A top civil servant with experience of large IT-based
programmes has said a "conspiracy of optimism" contributed to the
failure of a Rural Payments Agency project which delayed payments
to farmers, causing distress for some of them.
Helen Ghosh, permanent secretary at the Department for
Environment, Food and Rural Affairs, said last week that the
lessons from the problems encountered "will teach other government
departments a great deal" about linking IT to the correct business
process and ensuring there is the necessary leadership and other
skills in place.
Her comments to the Public Accounts Committee raise questions
about whether there is over-optimism among ministers about some of
central government's other large IT-based schemes, such as the ID
cards project and the National Programme for IT in the NHS.

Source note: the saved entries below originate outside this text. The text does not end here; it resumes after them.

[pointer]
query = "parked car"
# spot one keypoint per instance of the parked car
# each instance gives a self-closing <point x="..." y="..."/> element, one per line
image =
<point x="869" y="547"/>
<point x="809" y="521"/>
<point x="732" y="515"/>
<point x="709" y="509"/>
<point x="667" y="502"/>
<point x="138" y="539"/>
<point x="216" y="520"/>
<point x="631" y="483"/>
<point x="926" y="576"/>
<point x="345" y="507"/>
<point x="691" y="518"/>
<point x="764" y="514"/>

Ghosh told the committee there was a "conspiracy of optimism in
terms of the achievability, in the end, of full payments starting
in February 2006".
She was referring to the delays in administering the Single
Payment Scheme under which farmers were entitled to claim subsidies
worth more than £1.5bn by June 2006.
The scheme was designed around a system built by US-based
services supplier Accenture. Its implementation was hit by a series
of problems, including poor quality data.
By last week 3,000 farmers had still not been paid, and for some
the subsidy is a significant source of the family income. "The
difficulties in making payments have caused distress to a
significant minority of farmers," said the National Audit Office in
a report on 16 October.
At a separate hearing in the House of Commons on the Single
Payment Scheme, Lord Whitty, a former minister at Defra, said that
some of the advice he received from officials was over-optimistic,
and sometimes at odds with what he was being told by farmers who
were "trying to deal with this system".
He said that he was being lobbied directly by farmers he
respected. "I am talking about serious people who wanted the scheme
to work telling me that it was not working, and that was contrary
to the kind of advice [from officials] that was coming," he
said.
He added that some advice from officials had been misleading but
not intentionally so. "I think they just took the most optimistic
of the outcomes, put them together and felt that that was the
message they needed to give to those who were overseeing them."